From well-paid jobs in Africa to limited loo rights in London
Many Grunwick workers – Jayaben Desai among them – had been part of well-off South Asian communities in the British colonies of Tanzania, Kenya and Uganda. When those countries became independent, South Asians faced discrimination and many chose – or were forced – to leave. They arrived in England with few prospects and took whatever work they could find. Grunwick took advantage of this. Pay was low and so was management’s respect for the workers. They even had to ask for permission to use the toilet.
The strike leader reveals her roar
Mrs Desai made history by leading a walkout on 20 August 1976. According to MP Jack Dromey, Mrs Desai was a “lioness”. This description was probably inspired by what the 4’10” Mrs Desai had told 6ft Grunwick manager Malcom Alden: “What you are running here is not a factory, it is a zoo. In a zoo, there are many types of animals. Some are monkeys who dance on your fingertips, others are lions who can bite your head off. We are those lions, Mr Manager.”
Mrs Desai and her fellow strikers joined APEX (the Association of Professional, Executive, Clerical and Computer Staff) and demanded that Grunwick recognise their union. Their bosses responded by sacking them.
Posties take the side of the lions…
Grunwick was a mail-order company, so bosses were furious when the Union of Post Office Workers boycotted their mail. Thanks to Mrs Desai’s dynamic leadership, support for the Grunwick strikers was huge – by June 1977 over 20,000 people were joining them on the streets of Willesden. Police presence was strong and increasingly aggressive.

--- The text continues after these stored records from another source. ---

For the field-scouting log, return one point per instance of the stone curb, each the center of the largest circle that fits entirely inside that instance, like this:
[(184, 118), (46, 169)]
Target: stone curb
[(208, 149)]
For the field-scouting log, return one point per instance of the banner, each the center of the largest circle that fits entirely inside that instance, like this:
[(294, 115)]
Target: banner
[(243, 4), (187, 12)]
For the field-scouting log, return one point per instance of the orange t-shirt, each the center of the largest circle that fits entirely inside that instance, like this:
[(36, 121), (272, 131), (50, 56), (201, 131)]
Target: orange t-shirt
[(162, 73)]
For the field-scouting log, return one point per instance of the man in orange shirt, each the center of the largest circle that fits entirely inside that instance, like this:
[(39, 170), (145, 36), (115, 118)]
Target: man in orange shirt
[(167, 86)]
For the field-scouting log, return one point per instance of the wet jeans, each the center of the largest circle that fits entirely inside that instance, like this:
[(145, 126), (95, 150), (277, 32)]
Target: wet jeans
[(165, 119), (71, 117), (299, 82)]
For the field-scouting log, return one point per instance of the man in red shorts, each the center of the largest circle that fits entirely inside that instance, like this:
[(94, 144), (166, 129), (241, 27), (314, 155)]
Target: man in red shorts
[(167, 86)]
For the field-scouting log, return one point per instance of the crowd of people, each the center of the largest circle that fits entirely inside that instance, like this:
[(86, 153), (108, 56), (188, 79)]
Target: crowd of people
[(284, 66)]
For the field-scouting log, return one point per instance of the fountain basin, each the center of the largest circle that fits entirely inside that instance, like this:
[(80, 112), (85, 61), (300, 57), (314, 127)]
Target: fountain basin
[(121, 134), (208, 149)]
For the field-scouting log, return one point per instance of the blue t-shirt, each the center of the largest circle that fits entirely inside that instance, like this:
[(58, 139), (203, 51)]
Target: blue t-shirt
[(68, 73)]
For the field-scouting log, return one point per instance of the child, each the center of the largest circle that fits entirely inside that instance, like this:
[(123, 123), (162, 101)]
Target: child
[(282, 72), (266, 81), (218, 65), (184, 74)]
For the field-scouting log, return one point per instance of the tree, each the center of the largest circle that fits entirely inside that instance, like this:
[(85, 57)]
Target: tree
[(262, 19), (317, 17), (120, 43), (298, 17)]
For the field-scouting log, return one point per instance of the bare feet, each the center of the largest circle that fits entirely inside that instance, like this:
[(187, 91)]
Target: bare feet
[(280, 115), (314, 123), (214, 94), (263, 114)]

…but Margaret Thatcher doesn’t
Apparently Thatcher, then opposition leader, called Grunwick boss George Ward “a champion of freedom”. A Labour government inquiry recommended that the Grunwick bosses should recognise the trade union and give the workers their jobs back. But Grunwick wouldn’t back down and the House of Lords upheld the company’s right not to recognise the union. With support faltering, the strike was called off on 14 July 1978.
The ‘strikers in saris’ changed the face of the British labour movement
Mrs Desai and the Grunwick strikers had shattered the stereotype of the subservient South Asian woman and brought thousands of people together to stand up for migrant workers. At the last strike meeting, Mrs Desai urged her comrades to feel proud. “We have shown,” she said, “that workers like us, new to these shores, will never accept being treated without dignity or respect.”